Von GOTT geliebte Mitchristen!

Fast sollte man meinen: »Was für ein schönes Märchen!« Wenn da nicht dieser Schluss der Geschichte wäre und so ein bestimmter Nachgeschmack …
Märchenhaft geht es schon zu: Ein Reicher, mit Purpur und Leinwand gekleidet, also mit dem Feinsten vom Feinen, das es damals gab. Dieser Reiche »lebte alle Tage herrlich und in Freuden!« Einfach paradiesisch! – Vor seinem Grundstück: der Arme, Lazarus, sein Name. Merkwürdig: er, der Arme, der am Boden Liegende, er erhält in dieser Geschichte einen Namen, der Reiche dagegen bleibt namenlos! Merkwürdig – das mag doch auffällig sein oder etwa nicht? – Hilflos, ohnmächtig, wie dieser Arme daliegt: allein die Hunde kümmerten sich um ihn und leckten in seinen Geschwüren! Widerlich, Ekel erregend, was da geschieht! Der Arme ist so schwach, dass er nicht einmal mehr die Hunde fortscheuchen kann: er ist ›vor die Hunde gekommen!‹ – Doch dann / schönstes Märchenmotiv: »Der Arme starb und ward getragen von den Engeln bis hinein in Abrahams Schoß!« Wer wünschte sich dieses nach seinem Erdentode nicht: »von den Engeln getragen zu werden bis hinein in Abrahams Schoß«?

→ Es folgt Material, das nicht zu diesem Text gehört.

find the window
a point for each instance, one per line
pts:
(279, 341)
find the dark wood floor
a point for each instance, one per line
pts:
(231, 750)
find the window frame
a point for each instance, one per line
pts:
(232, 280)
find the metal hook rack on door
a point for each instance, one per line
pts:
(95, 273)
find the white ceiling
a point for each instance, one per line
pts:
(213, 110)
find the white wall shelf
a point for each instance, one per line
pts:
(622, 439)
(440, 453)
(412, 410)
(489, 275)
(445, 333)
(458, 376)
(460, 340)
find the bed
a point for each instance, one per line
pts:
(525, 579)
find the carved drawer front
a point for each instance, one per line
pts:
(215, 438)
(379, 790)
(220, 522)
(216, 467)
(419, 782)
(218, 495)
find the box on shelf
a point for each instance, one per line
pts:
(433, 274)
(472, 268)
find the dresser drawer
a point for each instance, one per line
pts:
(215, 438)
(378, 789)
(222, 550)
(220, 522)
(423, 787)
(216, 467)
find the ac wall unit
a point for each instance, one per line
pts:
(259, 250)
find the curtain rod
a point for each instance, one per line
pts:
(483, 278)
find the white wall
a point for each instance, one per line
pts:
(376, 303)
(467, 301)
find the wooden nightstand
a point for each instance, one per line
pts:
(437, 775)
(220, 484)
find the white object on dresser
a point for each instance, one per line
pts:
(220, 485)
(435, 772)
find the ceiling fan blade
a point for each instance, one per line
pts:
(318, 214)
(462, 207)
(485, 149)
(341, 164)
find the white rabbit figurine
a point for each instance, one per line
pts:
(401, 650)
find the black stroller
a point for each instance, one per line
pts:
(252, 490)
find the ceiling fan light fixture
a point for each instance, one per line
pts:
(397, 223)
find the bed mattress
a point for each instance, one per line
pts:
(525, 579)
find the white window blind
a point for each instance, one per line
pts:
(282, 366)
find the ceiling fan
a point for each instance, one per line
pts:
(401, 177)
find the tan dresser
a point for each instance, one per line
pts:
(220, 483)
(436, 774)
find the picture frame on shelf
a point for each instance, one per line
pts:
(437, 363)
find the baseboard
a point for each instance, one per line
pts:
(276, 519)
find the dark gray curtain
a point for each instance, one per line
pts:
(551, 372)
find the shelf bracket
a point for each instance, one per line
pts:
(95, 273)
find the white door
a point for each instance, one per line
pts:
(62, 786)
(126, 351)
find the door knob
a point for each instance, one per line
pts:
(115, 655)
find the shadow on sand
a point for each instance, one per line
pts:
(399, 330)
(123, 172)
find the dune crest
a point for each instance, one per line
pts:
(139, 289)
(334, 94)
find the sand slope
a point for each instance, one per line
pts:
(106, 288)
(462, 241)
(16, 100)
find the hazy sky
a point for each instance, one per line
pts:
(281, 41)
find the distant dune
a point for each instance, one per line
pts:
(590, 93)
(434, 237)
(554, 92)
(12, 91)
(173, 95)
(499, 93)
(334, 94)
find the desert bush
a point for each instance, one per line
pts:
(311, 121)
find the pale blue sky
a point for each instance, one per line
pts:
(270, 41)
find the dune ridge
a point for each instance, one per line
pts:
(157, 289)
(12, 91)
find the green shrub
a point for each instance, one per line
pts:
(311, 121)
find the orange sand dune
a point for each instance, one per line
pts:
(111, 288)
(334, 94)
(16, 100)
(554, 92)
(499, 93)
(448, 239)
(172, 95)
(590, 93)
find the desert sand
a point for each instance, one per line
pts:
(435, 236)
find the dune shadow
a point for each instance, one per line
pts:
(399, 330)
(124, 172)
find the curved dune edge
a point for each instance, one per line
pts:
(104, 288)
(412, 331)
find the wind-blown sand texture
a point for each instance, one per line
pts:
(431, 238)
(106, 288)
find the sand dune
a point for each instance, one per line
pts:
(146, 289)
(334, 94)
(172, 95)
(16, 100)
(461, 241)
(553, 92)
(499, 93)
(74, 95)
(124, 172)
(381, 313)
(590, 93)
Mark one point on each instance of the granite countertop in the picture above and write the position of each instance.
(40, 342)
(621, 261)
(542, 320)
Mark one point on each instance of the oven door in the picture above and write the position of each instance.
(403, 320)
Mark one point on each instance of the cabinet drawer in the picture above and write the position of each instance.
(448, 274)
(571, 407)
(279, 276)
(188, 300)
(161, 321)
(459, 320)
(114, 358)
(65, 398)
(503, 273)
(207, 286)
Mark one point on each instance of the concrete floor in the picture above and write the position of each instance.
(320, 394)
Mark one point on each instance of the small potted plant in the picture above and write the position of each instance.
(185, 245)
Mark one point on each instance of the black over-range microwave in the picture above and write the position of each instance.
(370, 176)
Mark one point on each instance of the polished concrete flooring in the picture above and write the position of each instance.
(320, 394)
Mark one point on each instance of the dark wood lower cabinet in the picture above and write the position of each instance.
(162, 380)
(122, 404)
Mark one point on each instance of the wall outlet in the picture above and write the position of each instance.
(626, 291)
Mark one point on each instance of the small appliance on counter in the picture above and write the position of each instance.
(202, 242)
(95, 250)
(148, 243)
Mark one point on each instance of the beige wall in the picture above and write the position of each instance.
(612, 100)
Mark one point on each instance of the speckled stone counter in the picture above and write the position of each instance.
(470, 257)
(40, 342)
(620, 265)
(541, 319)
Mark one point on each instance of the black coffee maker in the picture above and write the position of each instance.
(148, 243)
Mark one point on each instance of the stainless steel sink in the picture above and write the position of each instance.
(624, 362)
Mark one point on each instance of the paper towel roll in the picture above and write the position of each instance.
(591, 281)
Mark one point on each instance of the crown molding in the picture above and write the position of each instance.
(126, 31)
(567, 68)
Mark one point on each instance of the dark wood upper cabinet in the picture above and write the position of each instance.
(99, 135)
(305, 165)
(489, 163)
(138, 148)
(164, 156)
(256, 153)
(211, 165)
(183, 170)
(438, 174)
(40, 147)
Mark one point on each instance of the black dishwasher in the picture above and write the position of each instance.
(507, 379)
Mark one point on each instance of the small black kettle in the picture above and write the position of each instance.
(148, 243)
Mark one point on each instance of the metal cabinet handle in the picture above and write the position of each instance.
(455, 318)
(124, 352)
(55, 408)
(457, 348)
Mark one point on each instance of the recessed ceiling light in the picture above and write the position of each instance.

›Dort oben im Himmel, dort wird entschädigt, wer hier auf Erden zu Schaden gekommen ist! Dort oben im Himmel geht es den hier auf Erden Armen gut, die Reichen auf Erden aber schmoren in der Hölle!‹ – So / in diesem Sinne dachte und glaubte man Jahrhunderte lang. Und dann war klar, wer ins Fegefeuer geriet. Die Armen hier auf Erden wurden aufs Himmelreich vertröstet, verschiedenste Pfarrer betrieben pure Jenseitsvertröstung und unterstützten damit die so genannte Bourgeoisie: dagegen machte ein Karl Marx deutlich Front! Doch wie oft ist er gerade auch in Kirchenkreisen gründlich missverstanden worden! Wie oft wurde er angegriffen, weil er es wagte, »Religion als Opium für das Volk« zu bezeichnen. Karl Marx zählte zu den notwendigen Störenfrieden, der den Finger in die Wunde legte und die pure Jenseitsvertröstung ebenso anprangerte wie die Ausbeutung des Menschen im Proletariat: Karl Marx protestiert zu Recht (!), wie unser Gleichnis nur bestätigt!

Lukas 16 wurde Jahrhunderte lang auf das bessere Jenseits hin missdeutet und missverstanden, damit bestimmte, oft zum Himmel schreiende Unrechts-verhältnisse hier auf Erden sanktioniert werden konnten – aber, liebe Leute: es geht ums Diesseits, um unser Leben hier, darum, wie ich hier auf Erden lebe, was ich hier tue, was ich lasse / es geht um die Frage, ob ich hier auf Erden GOTT ehre und meine Mitmenschen erfreue oder nicht! Hier auf Erden entscheidet sich, wo und wie ich meine Ewigkeit zubringe! Mein Leben, mein Verhalten hier auf Erden: mein Diesseits hier bestimmt mein Jenseits dort!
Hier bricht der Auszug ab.